Expression Of Mir-34a And Its Role In Human Papillary Thyroid Carcinoma

Objective: To investigate the biological function of microRNA-34a (miR-34a) in human papillary thyroid carcinoma (PTC). Methods: 89 pairs of human PTC and adjacent normal tissue were obtained. Real-time PCR were used to determine the level of miR-34a. Correlation of miR-34a with development of PTC was also analyzed. BCPAP and TPC1 cells were transfected with miR-34a mimics and scrambled miRNA was set as negative control. The effects of miR-34a on cell proliferation and cell cycle were evaluated by CCK8 and flow cytometry, respectively. Results: The relative expression level of miR-34a was significantly higher in PTC tissues than that in corresponding adjacent non-tumorous thyroid tissues; however, we found that relative lower expression level of miR-34a was observed in PTC with unfavorable features, including large tumor size, multi-focal distribution, lymph metastasis and high TNM stages.
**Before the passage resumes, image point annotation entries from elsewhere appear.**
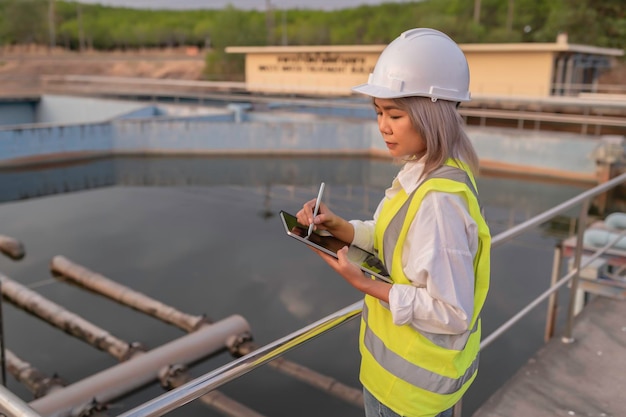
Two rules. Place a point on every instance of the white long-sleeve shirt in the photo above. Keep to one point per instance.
(437, 258)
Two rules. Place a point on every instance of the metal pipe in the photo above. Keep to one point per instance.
(124, 295)
(125, 377)
(12, 406)
(550, 213)
(210, 381)
(73, 324)
(36, 382)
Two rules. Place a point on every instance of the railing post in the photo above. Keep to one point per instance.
(553, 300)
(582, 222)
(2, 348)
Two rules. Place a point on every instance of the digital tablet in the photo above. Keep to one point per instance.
(368, 262)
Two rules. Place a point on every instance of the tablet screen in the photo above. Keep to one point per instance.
(368, 262)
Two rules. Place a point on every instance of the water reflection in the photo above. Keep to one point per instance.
(200, 234)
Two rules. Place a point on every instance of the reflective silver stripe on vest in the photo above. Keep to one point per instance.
(411, 373)
(390, 238)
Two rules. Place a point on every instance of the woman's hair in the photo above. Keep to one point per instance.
(441, 127)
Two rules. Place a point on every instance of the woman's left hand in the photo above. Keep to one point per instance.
(354, 276)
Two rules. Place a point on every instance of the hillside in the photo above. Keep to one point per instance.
(20, 69)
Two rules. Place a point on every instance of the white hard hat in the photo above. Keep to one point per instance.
(420, 62)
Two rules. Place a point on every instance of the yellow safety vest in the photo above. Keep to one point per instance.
(413, 372)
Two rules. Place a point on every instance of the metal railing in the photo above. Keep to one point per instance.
(218, 377)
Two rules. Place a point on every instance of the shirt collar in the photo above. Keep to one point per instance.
(409, 176)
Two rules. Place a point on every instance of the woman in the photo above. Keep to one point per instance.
(420, 336)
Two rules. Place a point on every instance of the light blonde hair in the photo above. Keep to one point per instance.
(441, 127)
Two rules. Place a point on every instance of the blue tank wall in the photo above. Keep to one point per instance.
(18, 112)
(140, 130)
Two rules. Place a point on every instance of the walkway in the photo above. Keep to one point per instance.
(585, 378)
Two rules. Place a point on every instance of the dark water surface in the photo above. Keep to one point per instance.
(203, 235)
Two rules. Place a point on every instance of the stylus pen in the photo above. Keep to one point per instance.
(316, 209)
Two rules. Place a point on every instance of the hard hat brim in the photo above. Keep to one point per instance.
(379, 92)
(384, 92)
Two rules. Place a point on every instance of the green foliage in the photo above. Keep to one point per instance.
(78, 26)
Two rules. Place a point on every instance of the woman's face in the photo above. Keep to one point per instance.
(398, 133)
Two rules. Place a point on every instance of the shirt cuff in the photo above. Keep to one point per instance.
(362, 237)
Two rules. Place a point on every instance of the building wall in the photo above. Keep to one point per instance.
(511, 73)
(320, 73)
(331, 73)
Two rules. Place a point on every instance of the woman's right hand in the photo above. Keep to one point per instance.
(325, 220)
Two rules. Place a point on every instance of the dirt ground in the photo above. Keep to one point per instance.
(182, 63)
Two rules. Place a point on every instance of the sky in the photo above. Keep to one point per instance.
(241, 4)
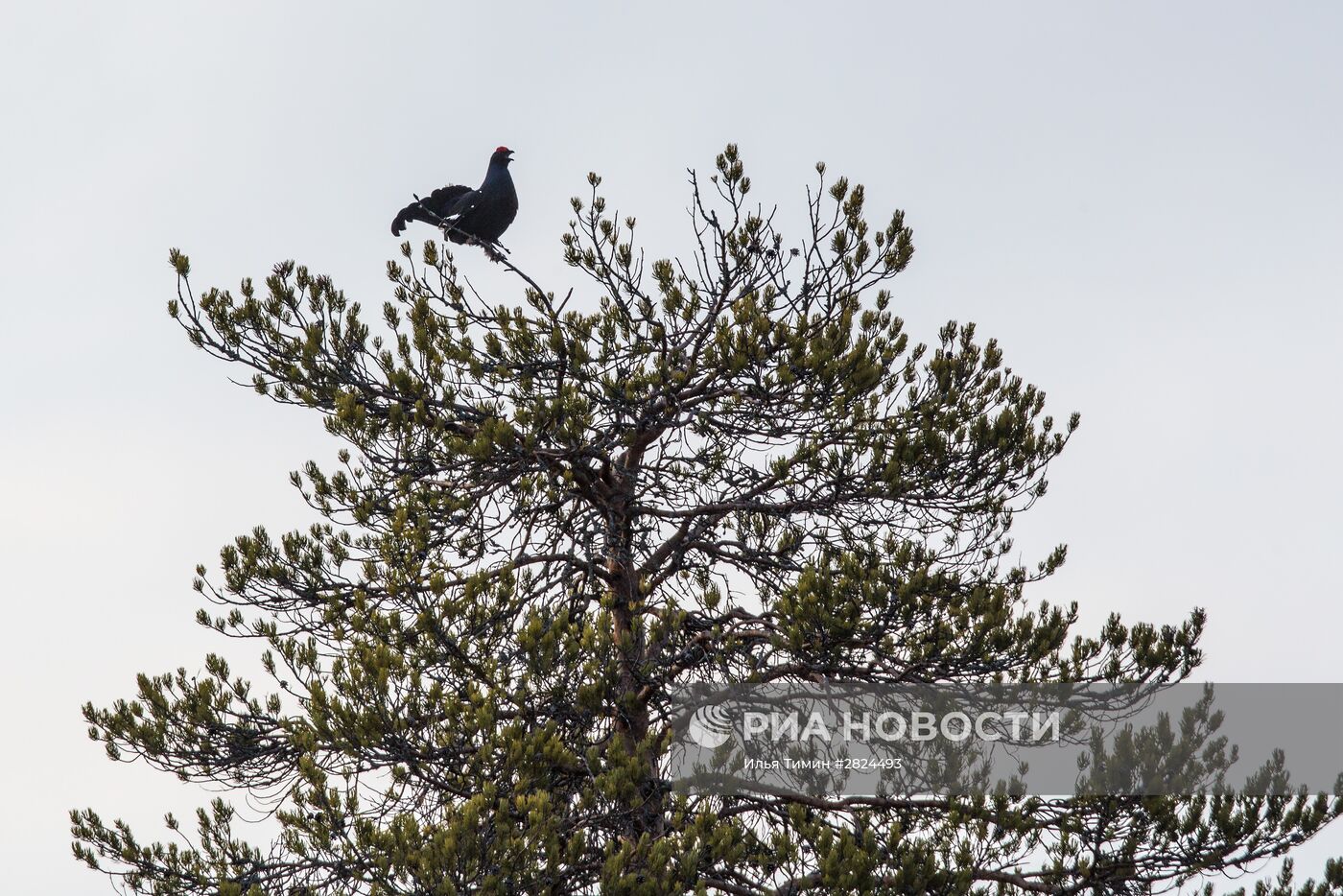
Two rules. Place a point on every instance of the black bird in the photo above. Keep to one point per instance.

CCK8 assay showed that cell proliferation was inhibited after transfection of miR-34mimics. MiR-34a could block cell cycle trasition from G0/G1 phase into S phase in TPC1 cells. Conclusion: MiR-34a was up-regulated in PTC, and relative lower level of miR-34a was related to unfavorable features of PTC. It inhibits proliferation of PTC cells and block cell cycle transition from G0/G1 phase to S phase. MiR-34a acts as a tumor suppressor gene in PTC.